Monday, 10 November 2008
Taking the Sting Out of Apocalyptic (and the Meaning From Christianity)
Taking my previous post a little further, it would seem to me that it is extremely difficult, if not impossible to extract the message from apocalyptic and retain the important stuff embedded in it. I would like to suggest that whether we like it or not, we have to remain in contact with the apocalyptic form in which we have received the Christian faith. Indeed, the relationship betwen Jesus and apocalyptic is not just receptacle to content, but is, in places, so close to make the distinction void.
The urgent preparation of apocalyptic is a case in point. I mentioned in the previous post that those who rid themselves of the second coming of Christ seem less urgent than the texts assume. Indeed, without the second coming we start to ask what exactly we are meant to be ready for. And that's when some people say death. True enough, but on its own hardly the gospel. Apocalyptic is a cosmic vision of God's completion of history, and is not an individualistic cry for immortality. We might struggle with the sun falling out of the sky type apocalyptic, but it is easy to see that the vision is cosmic in stretch.

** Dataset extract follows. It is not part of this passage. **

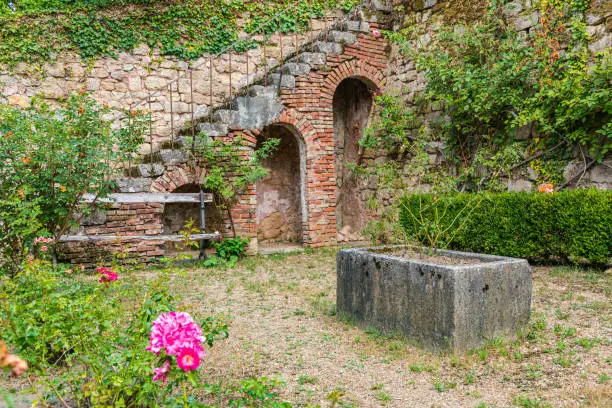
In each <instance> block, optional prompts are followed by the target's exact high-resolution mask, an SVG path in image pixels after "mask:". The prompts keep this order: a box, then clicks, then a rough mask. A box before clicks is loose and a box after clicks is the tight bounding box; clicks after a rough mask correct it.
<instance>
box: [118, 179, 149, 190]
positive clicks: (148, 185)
mask: <svg viewBox="0 0 612 408" xmlns="http://www.w3.org/2000/svg"><path fill="white" fill-rule="evenodd" d="M117 185H118V186H119V192H121V193H144V192H147V191H149V188H150V187H151V179H150V178H144V177H134V178H120V179H117Z"/></svg>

Preparing for one's own death, laudable as it is, and even necessary, is not the comprehensive vision of the end we see in the resurrection of Jesus.
So, in the same way we are not meant to read off some kind of 'wisdom' from the story of Jesus, such that we no longer need the original story, some kind of spiritual insight is not to be drawn out of apocalyptic such that we no longer need keep in contact with the original texts and their apocalypticism.